いつもの部活中ではよくある雄叫びというか、気合い入れとかよくよくあるが、ここ最近の日向のやる気は声だしや練習中の様子から気持ちがどこか別の場所にある気がしてならなかった烏野男子排球部一同。

そんな男子諸君も日向の様子をさぞ憐れむような、どこか温かい目で見守っていた。

「(駄目だ。駄目だ。今は今度の練習試合に集中だ。集中しろ、俺。
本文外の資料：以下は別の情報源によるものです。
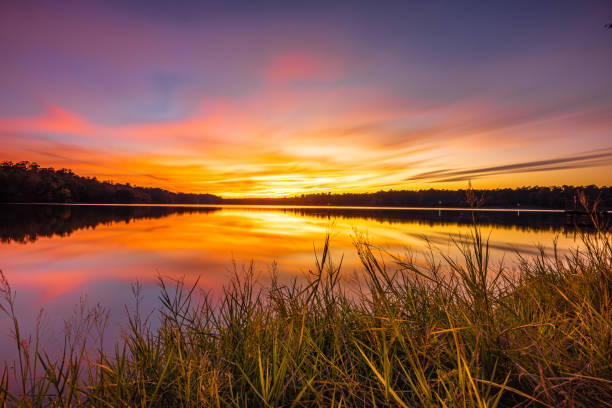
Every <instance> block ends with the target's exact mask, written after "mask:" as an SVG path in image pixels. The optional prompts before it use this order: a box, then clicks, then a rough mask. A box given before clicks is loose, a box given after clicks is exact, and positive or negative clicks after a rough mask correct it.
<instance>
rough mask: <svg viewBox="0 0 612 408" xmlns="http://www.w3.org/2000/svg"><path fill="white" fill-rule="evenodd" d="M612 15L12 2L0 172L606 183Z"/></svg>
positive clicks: (608, 114)
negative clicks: (13, 162) (50, 172)
mask: <svg viewBox="0 0 612 408" xmlns="http://www.w3.org/2000/svg"><path fill="white" fill-rule="evenodd" d="M26 3H28V4H26ZM610 11H612V9H611V7H610V5H609V3H606V2H603V1H602V2H597V1H594V2H593V3H591V4H589V5H588V6H581V5H577V4H573V3H564V2H551V3H547V2H542V3H540V4H538V5H532V4H530V3H525V4H523V3H516V4H506V5H497V7H496V6H493V5H490V4H489V3H485V2H483V3H481V4H480V5H478V6H477V7H472V8H471V9H470V8H467V9H466V10H464V7H463V6H461V7H460V6H459V5H456V4H453V3H450V2H449V3H448V4H441V5H438V6H433V5H418V4H404V5H386V6H384V7H382V6H376V5H374V4H369V5H367V4H364V5H363V6H361V7H350V6H349V4H348V3H347V4H344V3H342V2H339V3H334V4H333V5H326V6H323V5H322V4H320V5H316V4H314V3H313V4H309V5H303V6H297V5H291V4H285V3H278V4H272V3H270V4H266V5H260V6H257V7H255V6H248V4H242V5H240V4H237V5H236V7H229V6H228V7H221V6H219V7H212V6H207V5H201V3H199V2H198V3H190V2H186V3H183V4H182V5H181V6H180V7H179V6H168V5H167V4H165V3H162V2H159V3H158V2H149V3H147V7H139V6H138V5H137V4H123V3H114V2H104V3H100V4H98V5H94V4H93V3H92V4H88V5H85V4H82V3H81V2H70V1H68V2H65V3H64V2H62V4H61V5H58V4H56V5H50V4H47V3H45V2H40V3H38V2H31V3H30V2H19V4H9V3H8V2H5V4H2V5H1V6H0V50H2V55H3V56H4V61H3V63H2V64H0V90H1V91H2V96H1V97H0V160H2V161H3V160H10V161H22V160H28V161H34V162H37V163H39V164H40V165H41V166H43V167H56V168H63V167H65V168H70V169H72V170H73V171H74V172H75V173H77V174H79V175H82V176H92V177H93V176H95V177H98V178H99V179H101V180H111V181H115V182H122V183H125V182H129V183H131V184H134V185H141V186H152V187H161V188H164V189H167V190H170V191H175V192H179V191H180V192H187V193H210V194H216V195H220V196H222V197H269V196H284V195H295V194H303V193H317V192H329V191H331V192H339V193H342V192H370V191H377V190H381V189H384V190H387V189H409V190H414V189H420V188H448V189H458V188H465V187H466V185H467V182H468V180H471V181H472V183H473V185H474V186H475V187H476V188H504V187H520V186H524V185H564V184H565V185H588V184H596V185H609V184H611V182H612V177H611V176H610V174H612V94H611V93H610V92H609V90H610V89H612V76H610V75H609V72H612V53H611V52H610V47H612V31H610V30H606V29H604V28H603V26H604V24H605V23H608V22H609V21H607V20H606V18H609V15H610V13H606V12H610ZM543 16H545V17H546V18H543Z"/></svg>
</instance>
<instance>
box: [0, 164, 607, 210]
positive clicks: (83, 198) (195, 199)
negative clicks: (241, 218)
mask: <svg viewBox="0 0 612 408" xmlns="http://www.w3.org/2000/svg"><path fill="white" fill-rule="evenodd" d="M470 192H471V194H472V195H473V196H475V197H478V198H479V206H481V207H489V208H502V207H503V208H555V209H572V208H576V207H578V208H580V207H581V204H580V200H579V195H580V193H584V195H585V196H586V197H587V198H588V199H589V200H590V201H591V202H595V201H598V202H599V208H600V209H612V187H610V186H608V187H605V186H604V187H598V186H595V185H589V186H580V187H575V186H566V185H564V186H555V187H540V186H534V187H520V188H513V189H510V188H503V189H489V190H482V189H480V190H470ZM467 193H468V190H467V189H465V190H463V189H460V190H438V189H436V190H434V189H428V190H414V191H413V190H387V191H378V192H374V193H338V194H332V193H314V194H302V195H298V196H293V197H279V198H239V199H238V198H234V199H223V198H221V197H219V196H216V195H212V194H187V193H173V192H171V191H168V190H164V189H161V188H153V187H137V186H132V185H130V184H129V183H126V184H120V183H113V182H109V181H99V180H98V179H97V178H95V177H81V176H78V175H76V174H74V173H73V172H72V170H68V169H59V170H56V169H53V168H43V167H40V166H38V164H36V163H31V162H27V161H24V162H18V163H12V162H3V163H2V164H1V165H0V202H5V203H6V202H31V203H38V202H56V203H125V204H134V203H153V204H255V205H268V204H274V205H332V206H392V207H468V206H469V203H468V201H467V200H466V196H467Z"/></svg>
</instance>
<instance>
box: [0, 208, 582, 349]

勝って終わって、我慢してた分も好きにすればいいんだ俺。)」

まるで念仏かのようにその言葉を何度も頭に叩き込む。
あいつの柔らかいふわふわした髪撫でて、ふにふにしながらほっぺ摘まんで、弱点の耳甘噛みしたい。あと、そんで、次は、それから、あとあとあとあとあ、ヘブシッ!と盛大なくしゃみ。そろそろ終わりを告げる春の草花の花粉野郎が俺の脳内計画を中断させた。最悪。
くそ…ボール磨きするもへじが目の前にいるってのに………ちくしょう。

練習試合が近いと毎回こんな調子になる俺。自分で宣言したくせに、逆にぜんっぜん集中出来てねぇ。
──試合が近い期間は、もへじに一切触れない、と宣言したこの頃。
既に、“限界”という名の病魔が蝕んでいた。